In August 2018, Michael put himself on the industry map, by placing as a top-10 finalist in NashNext, a national country talent competition hosted by Big Machine, WKDF Nash Icon 95.5 FM, and Guitar Center. As a result, he performed at the Pilgrimage Festival Franklin, Tennessee opening for Lilly Hyatt, and has since opened for many artists, including actor/artist John Schneider (of Dukes of Hazard fame), Tyler Perry’s The Haves and the Have Nots, and most recently Ashley McBryde.
Rix has secured representation with Extreme Reach and the Hurd Agency, appearing in several TV shows and commercials, including the popular ABC/CMT series “Nashville,” CMT’s “Still the King” starring Billy Ray Cyrus and featuring Rix in a principal role opposite Lin Shaye. He has also appeared in several commercials, including the Pepsi Summer/Nintendo Switch campaign within the 2017 CMT Awards—the official launch of the gaming console, and most recently, Bank of America’s commercial for the award-winning PBS documentary series “Country Music” by Ken Burns.

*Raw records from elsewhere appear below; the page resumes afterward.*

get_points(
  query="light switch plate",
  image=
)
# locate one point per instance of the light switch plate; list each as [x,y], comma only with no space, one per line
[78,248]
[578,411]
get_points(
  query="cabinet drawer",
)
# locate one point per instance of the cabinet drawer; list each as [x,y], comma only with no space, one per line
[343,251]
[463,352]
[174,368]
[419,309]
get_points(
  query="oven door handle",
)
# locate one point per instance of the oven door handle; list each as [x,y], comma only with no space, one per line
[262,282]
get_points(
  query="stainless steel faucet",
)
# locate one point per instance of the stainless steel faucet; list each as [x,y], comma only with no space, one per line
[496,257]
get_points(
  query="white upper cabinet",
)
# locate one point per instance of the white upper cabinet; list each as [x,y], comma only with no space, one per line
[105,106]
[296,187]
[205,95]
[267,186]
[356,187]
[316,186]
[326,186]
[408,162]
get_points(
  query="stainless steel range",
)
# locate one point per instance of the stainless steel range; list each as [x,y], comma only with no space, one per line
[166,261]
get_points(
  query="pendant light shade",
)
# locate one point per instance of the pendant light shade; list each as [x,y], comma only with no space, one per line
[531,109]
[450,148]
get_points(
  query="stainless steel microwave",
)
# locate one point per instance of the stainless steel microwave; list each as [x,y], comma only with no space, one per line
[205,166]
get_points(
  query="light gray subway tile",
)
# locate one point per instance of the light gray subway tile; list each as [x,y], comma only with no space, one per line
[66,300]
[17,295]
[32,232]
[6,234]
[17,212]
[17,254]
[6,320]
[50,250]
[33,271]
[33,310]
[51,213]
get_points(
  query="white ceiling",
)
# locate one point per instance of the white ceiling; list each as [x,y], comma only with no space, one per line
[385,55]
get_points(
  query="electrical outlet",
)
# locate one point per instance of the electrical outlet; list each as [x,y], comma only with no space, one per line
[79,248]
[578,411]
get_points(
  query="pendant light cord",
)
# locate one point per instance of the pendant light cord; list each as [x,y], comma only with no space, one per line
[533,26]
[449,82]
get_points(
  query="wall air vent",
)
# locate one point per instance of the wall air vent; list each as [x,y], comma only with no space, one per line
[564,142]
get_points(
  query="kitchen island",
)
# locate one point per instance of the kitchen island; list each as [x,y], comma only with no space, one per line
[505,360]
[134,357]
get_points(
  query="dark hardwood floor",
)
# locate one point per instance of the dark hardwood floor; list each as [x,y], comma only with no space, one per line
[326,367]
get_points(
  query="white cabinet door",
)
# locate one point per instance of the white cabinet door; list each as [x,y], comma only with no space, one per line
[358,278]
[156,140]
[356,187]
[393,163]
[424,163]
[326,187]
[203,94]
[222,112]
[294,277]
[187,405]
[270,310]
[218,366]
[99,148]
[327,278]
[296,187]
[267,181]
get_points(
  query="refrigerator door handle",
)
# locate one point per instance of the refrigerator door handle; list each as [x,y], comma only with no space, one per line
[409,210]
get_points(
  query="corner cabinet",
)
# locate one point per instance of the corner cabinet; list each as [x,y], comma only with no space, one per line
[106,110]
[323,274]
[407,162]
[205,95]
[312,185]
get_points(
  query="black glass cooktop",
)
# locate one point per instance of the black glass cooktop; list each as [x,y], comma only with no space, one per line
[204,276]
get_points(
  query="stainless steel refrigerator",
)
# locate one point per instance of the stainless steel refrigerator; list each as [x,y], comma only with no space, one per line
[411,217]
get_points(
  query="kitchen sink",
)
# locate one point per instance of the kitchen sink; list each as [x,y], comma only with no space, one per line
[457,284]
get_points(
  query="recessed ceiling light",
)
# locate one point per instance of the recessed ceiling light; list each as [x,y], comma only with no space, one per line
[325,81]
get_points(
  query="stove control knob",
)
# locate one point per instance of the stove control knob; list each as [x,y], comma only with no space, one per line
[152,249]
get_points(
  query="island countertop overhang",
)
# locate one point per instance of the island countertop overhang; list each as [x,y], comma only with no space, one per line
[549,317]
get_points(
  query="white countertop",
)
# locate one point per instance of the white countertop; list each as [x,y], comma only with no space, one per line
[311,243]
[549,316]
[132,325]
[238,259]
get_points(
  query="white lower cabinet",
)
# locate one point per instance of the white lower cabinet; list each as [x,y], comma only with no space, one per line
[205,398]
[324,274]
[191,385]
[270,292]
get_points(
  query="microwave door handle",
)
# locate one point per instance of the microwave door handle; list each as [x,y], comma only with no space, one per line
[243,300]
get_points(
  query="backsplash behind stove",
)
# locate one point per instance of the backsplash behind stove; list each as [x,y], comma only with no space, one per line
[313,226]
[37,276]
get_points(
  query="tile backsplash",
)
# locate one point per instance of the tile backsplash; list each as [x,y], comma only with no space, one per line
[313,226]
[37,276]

In 2020 Rix released the song, “Fighting for Their Day” in honor of the Black Union Soldier Statue (USCT) that was unveiled, on October 23, 2020. The statue commemorates the African American experience before, during, and after the civil war in Franklin, Tennessee. The song honors the freed slaves that served in the Union Army’s USCT regiments. He hopes the song will promote racial healing.
Currently, Rix hosts his own series every Saturday at Nashville’s famed singer/songwriter music, The Local. He has signed with 40 West Entertainment’s Roger Hodges for management and is working in the studio on a new EP with producers Ryan Rossebo and Eric Torres. He recently released the single “Sugar Girl” on YouTube and if that song is any indicator, you are going to want to download/stream the whole EP when it comes out the week of June 1, 2022.
Rix has penned a book about his experience of growing up in a cult called, “From Cult to Country” and it can be purchased on Amazon.
Regarding his book, he states, “It’s all about taking things that should have stopped you and should have hurt you and ended you, and with the help of God and songwriting and great music and counseling, I was able to get through it.”
Additionally, the singer/songwriter also works with a non-profit group called Map International which sends medicines and health supplies like antibiotics, oral rehydration solutions, wound care dressings, surgical supplies, and more to those in need who cannot obtain them on their own.